Ярчук — собака-духовидец
(Книга о ярчуках) - Страница 19
Рейнгоф, в продолжение всего обеда пивший одну только воду, задумчиво усмехнулся нетерпению.
«Исповедь моя готова, после обеда я отдам ее вам. Но я желал бы, любезный Эдуард, чтоб вы не слишком торопились делать ваши заключения обо мне. Дождитесь конца всего этого, а то вы, как я замечаю, очень легко уступаете всякому впечатлению: когда мы возвращались из леса, я читал в глазах ваших сомнение, в полном ли я рассудке; теперь мне кажется, что вы как будто благоговеете пред теми бедными познаниями, которые я, в продолжение нашей застольной беседы, имел случай высказать. Все это излишество, старайтесь смотреть на вещи, как бы они не казались вам необыкновенными, глазами холодного рассудка, тогда только вы будете видеть их в настоящем свете… Вы, может быть, думаете теперь, что я сам гораздо более имею нужды в этих наставлениях, нежели кто другой — и вы совершенно правы… Но горе мне, любезный Эдуард! Советы, полезные другим, для меня уже ничто; могу ль я руководствоваться ими в противовес свидетельству моих глаз!»

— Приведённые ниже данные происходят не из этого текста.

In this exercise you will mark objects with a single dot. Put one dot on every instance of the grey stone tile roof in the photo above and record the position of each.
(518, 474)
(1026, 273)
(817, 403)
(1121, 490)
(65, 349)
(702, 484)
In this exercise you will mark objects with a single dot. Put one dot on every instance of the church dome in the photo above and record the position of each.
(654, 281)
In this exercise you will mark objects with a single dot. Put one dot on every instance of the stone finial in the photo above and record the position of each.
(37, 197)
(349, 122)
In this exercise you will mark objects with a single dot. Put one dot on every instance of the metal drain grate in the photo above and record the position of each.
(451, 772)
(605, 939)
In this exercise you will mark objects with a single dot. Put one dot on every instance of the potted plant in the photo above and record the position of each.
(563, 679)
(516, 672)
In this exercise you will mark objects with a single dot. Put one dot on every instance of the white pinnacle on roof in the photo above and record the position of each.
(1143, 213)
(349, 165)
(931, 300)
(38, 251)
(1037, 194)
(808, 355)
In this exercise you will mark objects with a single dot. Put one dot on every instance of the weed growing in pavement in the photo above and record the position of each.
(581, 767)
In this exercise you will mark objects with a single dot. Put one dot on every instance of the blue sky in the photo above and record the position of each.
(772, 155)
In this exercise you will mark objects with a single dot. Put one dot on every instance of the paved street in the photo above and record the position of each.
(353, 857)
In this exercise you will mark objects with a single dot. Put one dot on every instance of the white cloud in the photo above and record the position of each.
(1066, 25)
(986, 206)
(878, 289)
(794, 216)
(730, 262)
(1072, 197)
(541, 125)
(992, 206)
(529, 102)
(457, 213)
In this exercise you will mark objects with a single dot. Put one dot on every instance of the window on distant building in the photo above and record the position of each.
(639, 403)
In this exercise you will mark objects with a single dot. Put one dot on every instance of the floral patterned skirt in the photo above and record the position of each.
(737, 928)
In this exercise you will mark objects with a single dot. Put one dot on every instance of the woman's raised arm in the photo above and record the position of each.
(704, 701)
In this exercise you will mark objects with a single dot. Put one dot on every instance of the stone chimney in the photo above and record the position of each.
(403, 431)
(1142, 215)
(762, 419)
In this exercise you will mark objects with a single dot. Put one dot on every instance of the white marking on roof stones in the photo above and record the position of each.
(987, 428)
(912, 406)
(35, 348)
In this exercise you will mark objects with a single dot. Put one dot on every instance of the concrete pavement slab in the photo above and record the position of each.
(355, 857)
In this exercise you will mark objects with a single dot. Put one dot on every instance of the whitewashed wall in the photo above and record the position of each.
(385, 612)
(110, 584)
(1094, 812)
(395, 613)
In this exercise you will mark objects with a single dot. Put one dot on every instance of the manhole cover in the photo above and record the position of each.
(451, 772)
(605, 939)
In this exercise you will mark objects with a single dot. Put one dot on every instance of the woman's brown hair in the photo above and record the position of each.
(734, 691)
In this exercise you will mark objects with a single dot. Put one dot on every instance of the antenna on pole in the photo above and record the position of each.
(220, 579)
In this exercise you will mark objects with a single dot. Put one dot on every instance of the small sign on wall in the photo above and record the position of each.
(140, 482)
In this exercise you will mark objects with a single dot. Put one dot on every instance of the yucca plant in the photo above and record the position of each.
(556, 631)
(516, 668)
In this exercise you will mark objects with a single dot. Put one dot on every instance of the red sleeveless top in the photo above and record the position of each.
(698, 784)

После обеда барон отдал мне небольшую тетрадку: «Прочтите это дома, любезный Эдуард, и если после всего, что вы узнаете, желание ваше — помочь мне в испытании — не охладится и не пройдет совсем, то я ожидаю вас в двенадцатом часу ночи; но только вам надобно, не заходя ко мне, пройти прямо в проклятую долину и скрыться в одном из кустов, составляющих круг по середине ее. Я буду там же».
«Но как же я найду дорогу ночью, барон? Ведь к этому месту нет никакой тропинки".
«И не нужно никакой, — ступайте прямо через лес; как бы вы ни шли, все выйдете на проклятую долину. Впрочем, можете прийти туда заранее, тотчас по закате солнца. Тогда еще довольно светло».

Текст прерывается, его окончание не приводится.